06 February 2006

Village for Sale: Agrarian Crisis Taking Grotesque Turn

Indian news agencies report that, six entire villages in the Punjab state (Bhutal Kalan and Bhutal Khor in Sangrur district, Malsinghwala in Mansa district, Harkishanpura, Mandikhurd and Ramanwas in Bhatinda district) and one full village in Maharashtra state (Dorli in Wardha district) have been put up for sale. This is the latest development in a series that began with thousands of farmers committing suicide or selling kidneys and blood plasma. It highlights the desperation in India's countryside that has resulted from the economic liberalization and privatization policies running amuck. It comes at a time when the National sample Survey data reveal that more than 40% of agriculturists are keen to quit farming altogether.

When an entire village is put up for sale, it is not merely an uprooting of families from a place they had called their ancestral home. It is a fundamental break with the "immutable village community" that has been the backbone of India’s social-economic structure for millennia. Historically, India’s villages had reproduced themselves exactly as before and perpetuated India's social system through most of history. A change came under the British rule; village communities started to break up as colonial policy forced land ownership to pass from communal ownership to British-created feudal ownership and later to private capitalist ownership. This latest development of an entire village being put up for sale may appear to be land merely changing hands, from private ownership of the members of the village to another form of private ownership, possibly by agribusiness. But in the final analysis, it is a negation of the small proprietor land ownership, a deep-going alienation of land from the tiller. It is the start of a form of capitalist land ownership dictated by finance capital. It heralds the supremacy of financial capital (read parasitic forces) over the countryside in India for which the economic liberalization and privatization policies have prepared the conditions.

An entire village is put up for sale when the majority of its inhabitants are in extreme indebtedness and no single villager is in a position to emerge as the "super farmer" and buy up the land of the distressed farmers. The anarchist transformation of farming from sustenance production to market driven production in the past decades created this indebtedness. The costs for such farming (tractors, fertilizers, special seeds, water, pesticides etc.) rose alongside concurrent cutbacks in subsidies for these inputs; this forced the farmers to borrow money from banks using their land as collateral. With falling procurement prices regulated by the state that favored agribusinesses, farmers could not repay their debts and were driven to destitution. Many are committing suicide and, now, entire collective of villagers en mass are declaring bankruptcy and putting up their entire villages for sale. This is a dream come true for the agribusiness sector which is eagerly waiting to move in to consolidate the small parcels to large holdings and make a fresh start to set up cash crop farms. The evicted villagers, with little money, no land, no house and no skills for employment in modern industry are “free” to fend for themselves. It is a tragedy that did not have to happen and should not be allowed to grow since it will materially affect a majority of India’s people and cause hardship of unseen proportions.

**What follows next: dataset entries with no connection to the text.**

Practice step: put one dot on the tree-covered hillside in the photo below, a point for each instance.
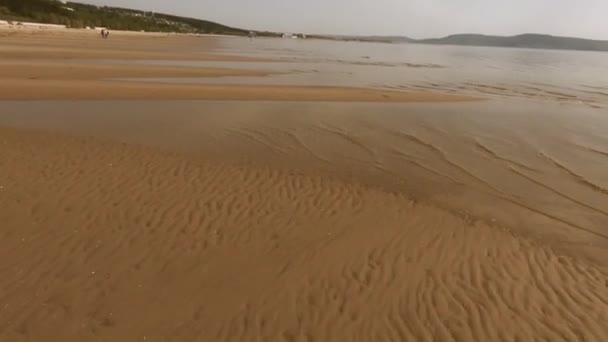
(77, 15)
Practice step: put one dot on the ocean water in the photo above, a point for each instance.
(532, 157)
(566, 76)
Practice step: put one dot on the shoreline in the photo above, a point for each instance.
(50, 66)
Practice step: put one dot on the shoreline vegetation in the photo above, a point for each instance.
(78, 15)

This “villages for sale” phenomenon highlights the displacement of farmers from agriculture without providing alternate means of employment. It also points to an awakening of the peasants and farmers to the awareness that this requires a common solution. After embracing the chemical intensive production method in agriculture, people have realized how the fertility of the land as well as the quality of water and air are being severely compromised from pesticides and fertilizer usage. Not only is people’s material wellbeing under attack, but also the natural environment under threat. A man-made catastrophe is in the making. Conditions to organize the people to fight this anti-people development path and an attack on their social and natural environment are ripening.